Inmates are demanding that sentencing and parole measures are reconsidered — including nullifying the habitual offender law and establishing and maintaining fair parole criteria. Prison reform organization Both Sides of the Wall organized the strike and they've previously held demonstrations protesting the conditions of inmates inside Alabama prisons.

"I'm just a slave. I'm inside the prison system," Swift Justice, an inmate at the Fountain Correctional Facility in Atmore, a small town bordering Florida, told Insider.

Swift says their demands could ease the burden on the system by releasing inmates that have served their time. Approximately 90% of parole requests are denied in Alabama, according to the state's ACLU, as the presence of new inmates compounds poor conditions in the already crowded prisons.

Swift told Insider that "those who participated in this historical event are tired of being treated as less than animals and are demanding their humanity to be given back."

Going to prison in the state is an automatic death sentence, according to Christina McGee, whose husband is incarcerated in an Alabama prison.

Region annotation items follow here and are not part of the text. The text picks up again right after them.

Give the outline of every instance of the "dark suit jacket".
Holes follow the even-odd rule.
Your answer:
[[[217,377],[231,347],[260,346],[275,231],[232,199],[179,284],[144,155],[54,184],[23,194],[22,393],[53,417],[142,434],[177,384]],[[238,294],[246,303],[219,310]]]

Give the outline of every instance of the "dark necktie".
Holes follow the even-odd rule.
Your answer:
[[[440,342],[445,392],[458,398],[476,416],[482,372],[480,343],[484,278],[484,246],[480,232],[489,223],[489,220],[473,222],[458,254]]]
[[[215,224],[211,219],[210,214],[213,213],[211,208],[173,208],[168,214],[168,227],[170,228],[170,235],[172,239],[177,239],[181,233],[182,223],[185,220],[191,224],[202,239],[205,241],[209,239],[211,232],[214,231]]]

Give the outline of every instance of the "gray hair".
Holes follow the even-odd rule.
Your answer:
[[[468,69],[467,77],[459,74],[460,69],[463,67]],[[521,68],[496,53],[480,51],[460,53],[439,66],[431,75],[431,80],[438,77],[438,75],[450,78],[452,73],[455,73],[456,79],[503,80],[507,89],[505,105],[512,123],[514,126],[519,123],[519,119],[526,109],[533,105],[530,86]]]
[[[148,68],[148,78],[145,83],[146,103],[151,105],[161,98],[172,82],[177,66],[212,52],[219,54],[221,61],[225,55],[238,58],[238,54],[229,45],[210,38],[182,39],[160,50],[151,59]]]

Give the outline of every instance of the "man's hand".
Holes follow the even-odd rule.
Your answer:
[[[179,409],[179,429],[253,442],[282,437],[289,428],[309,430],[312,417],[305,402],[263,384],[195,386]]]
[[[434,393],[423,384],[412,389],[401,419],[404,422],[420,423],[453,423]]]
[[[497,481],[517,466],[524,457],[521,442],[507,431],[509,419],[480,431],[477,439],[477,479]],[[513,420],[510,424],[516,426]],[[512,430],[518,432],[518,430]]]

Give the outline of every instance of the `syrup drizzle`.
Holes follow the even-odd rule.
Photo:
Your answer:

"These people have no chance of rehabilitation," McGee told Insider. She said it's more likely that inmates "will wind up in a body bag" than get out of the system. "Because Alabama Department of Corrections, no matter what your sentence is, has become a death sentence, automatically. These people have no chance of doing anything and they've given up hope."

Diyawn Caldwell, another organizer of the strike whose husband is incarcerated, sent several videos to Insider showing the conditions of some of the prisons. One video depicted guards hitting, chasing, and then beating a handcuffed inmate at the St. Clair Correctional Facility in Springville, Alabama. And another video showed a facility pervaded with trash bags and litter at Staton Correctional Facility in Elmore. A third video showed a flooded cell at St. Clair with an inmate saying "second day my shit been like this, man. Goddamn pipe bust."

McGee said she connected with Caldwell when her imprisoned husband was stabbed in May.

 

Swift said some inmates have faced retaliation for not working, including his mentor, Kinetic Justice. Kinetic had been beaten by officers and placed in solitary confinement for his influence on the strike and inmates, Swift said.

Swift added that inmates in his facility are being "bird fed" meals twice a day. When combined, both meals don't measure up to 1,000 calories, he added. Other facilities have reported similar circumstances.

"We need to be rehabilitated, and we need to leave out of here differently," Swift said, but argued conditions inside make that impossible.

The Department of Justice filed a lawsuit in 2020 against the State of Alabama and the Alabama Department of Corrections alleging constitutional violations — more specifically, the violation of the eight amendment right against cruel and unusual punishment.

The Department found Alabama prisons are at 182% capacity and experience an excessive amount of rape and killings.

"We are not saying that we have not committed a crime and that we deserve just to walk out, but we are demanding that not only lawmakers, but society, look as human beings and not to consider us thrown away," Swift continued.

He said that by protesting peacefully the inmates hope to show society and lawmakers that "we are civilized."

"That is the reason why we choose to do what we're doing in a peaceful manner. Because as anybody knows it, we outnumber any staff amount, even if it was fully staffed. We outnumbered that," Swift continued.

A spokesperson for Gov. Kay Ivey's office said Monday that the prisoners' demands "are unreasonable and would flat out not be welcomed in Alabama" but organizers of the strike say they see no end in sight.

"Their constitutional rights are being violated daily and no one's doing anything about it. We're standing up and we're letting them know. They're standing up and letting them know 'We will no longer tolerate the system as it is,'  Caldwell said.

"We wanted to fight for everybody behind the wall, men and women, all of them. Because it's not just happening to our husbands, it's happening to everybody," McGee added.

Gov. Ivey's office did not immediately respond to Insider's request for comment.